Josh led the team up the ladder and across the rough, barren ground to the scarab. The airlock hatch stood open, waiting for them. They took their spots on the benches. Josh shut them inside and signaled Adrian. The outer hatch’s light blinked red as the depressurization started.
“So, Dr. Hatch,” began Troy conversationally. “Did you find what you were looking for?”
“Not yet.” She gave him a sunny, meaningless smile. “But as Josh said, we’ve got two whole weeks.”
“Two weeks,” said Julia less enthusiastically. “If it doesn’t kill us. I feel like I’ve been lifting weights for four solid hours.”
“It’s the pressure,” said Troy. “We’ll get used to it, I’m sure. Isn’t that right, Josh?”
Josh shrugged but then remembered his suit wouldn’t show the movement. “Not really, no, but you learn your limits and how to pace yourself.”
“Do you think you’ll ever get used to the idea you’re crawling around inside an alien artifact?” asked Terry.

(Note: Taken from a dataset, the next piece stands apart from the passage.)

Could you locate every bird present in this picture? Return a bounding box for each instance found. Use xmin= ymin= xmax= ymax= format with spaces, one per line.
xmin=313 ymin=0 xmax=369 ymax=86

Josh felt his mouth quirk up. “Is this on or off the record?”
Terry sighed exasperatedly. “Civilians. If the answer’s really good, I’ll ask to use it.”
“My God, an ethical feeder,” murmured Josh, and the remark earned him a round of laughter. “The answer is, no, I don’t think I’ll get used to it, and I don’t really want to get used to it. We are in the middle of the most incredible thing that’s ever happened and I never want to forget that.” He smiled. “Good enough to use?”
“Are you kidding?” said Terry. “The boss willing, I’m going to open with that.”
“And what about you, Veronica?” Troy angled himself to face her. “How did you feel inside the Discovery?”
Veronica didn’t move. “Oh, I was impressed,” she said distantly. “Very impressed. The sheer scale of the undertaking. It’s amazing.”